Oh the conversation’s just sparkling at 0515 in the morning as we line up on the start line.

It is another weekend and despite being a heck of a long way from Afghanistan the Music City Marathon is another excuse for a race at Kandahar airfield.  Still, it’s another weekend and whilst the Music City Marathon, or to give it it’s correct title the Country Music Marathon and Half Marathon, was held in the United States last weekend that would have clashed with the Army Ten Miler so we are running a little late.  I can only assume that the young US Army captain from the medivac team (helicopter borne medical evacuation; think MASH in a hot and dusty setting) who has organized this race lives somewhere in Tennessee.  She has certainly done a good job.  Everyone who pre-entered has a race pack with a number, pins and a t shirt and there is a choice of a 10k, a half marathon and a full marathon with plenty of water stations and medics.  The only disappointment is that she doesn’t look like Hot Lips Hoolihan.
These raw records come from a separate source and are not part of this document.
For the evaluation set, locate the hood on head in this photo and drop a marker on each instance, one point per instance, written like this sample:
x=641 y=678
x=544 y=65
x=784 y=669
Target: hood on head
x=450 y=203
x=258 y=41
Who would want to run a full marathon round an airfield?  It was certainly not my option, although a few hardy souls gave it a go.  I stuck to the half.  All three races started together and followed the same opening route (no, it’s not a ‘rawt’, as the Americans like to pronounce it).  A third of the way round the airfield, in the opposite direction to last week’s race, and then retrace your steps.  The 10k lightweights stop when they get back to where we started.  The rest continue round the airfield for another full lap.  And then the mad buggers on the full marathon repeat the whole thing again.

At the 10k drop out stage I could have stopped and had a top 10 finish.  I was tempted.  But, I pushed on with a Canadian guy stuck to my shoulder.  Having upped the pace a little I dropped him at about the 7 mile mark (not that there are any mile markers so you have to guess) and felt pretty good about that.  The problem being it left me completely on my own.  I had lost sight of the runner ahead of me so motivating myself to push on became a bit of a challenge that I probably failed to live up to.  A final finishing place of 5th seemed pretty respectable even if my time of 1 hour 32 was somewhat slower than I had hoped.  The good news was that we had been sent the wrong way so had added at least a couple of minutes to the route and the whole measuring thing is pretty unreliable here anyway, so I am not too hung up about the time.  The bad news was that the Canuk I dropped appeared a minute or two after me and started his second lap for the full marathon.  Perhaps I hadn’t dropped him with my superior tactics, he’d just hung back to conserve a bit of energy.  Hey ho.

Next up is the Canadian organized Terry Fox 5k and 10k on Thursday morning.  Another early start and no breakfast.  At some point we must put the running to one side and get on with fighting the Taliban.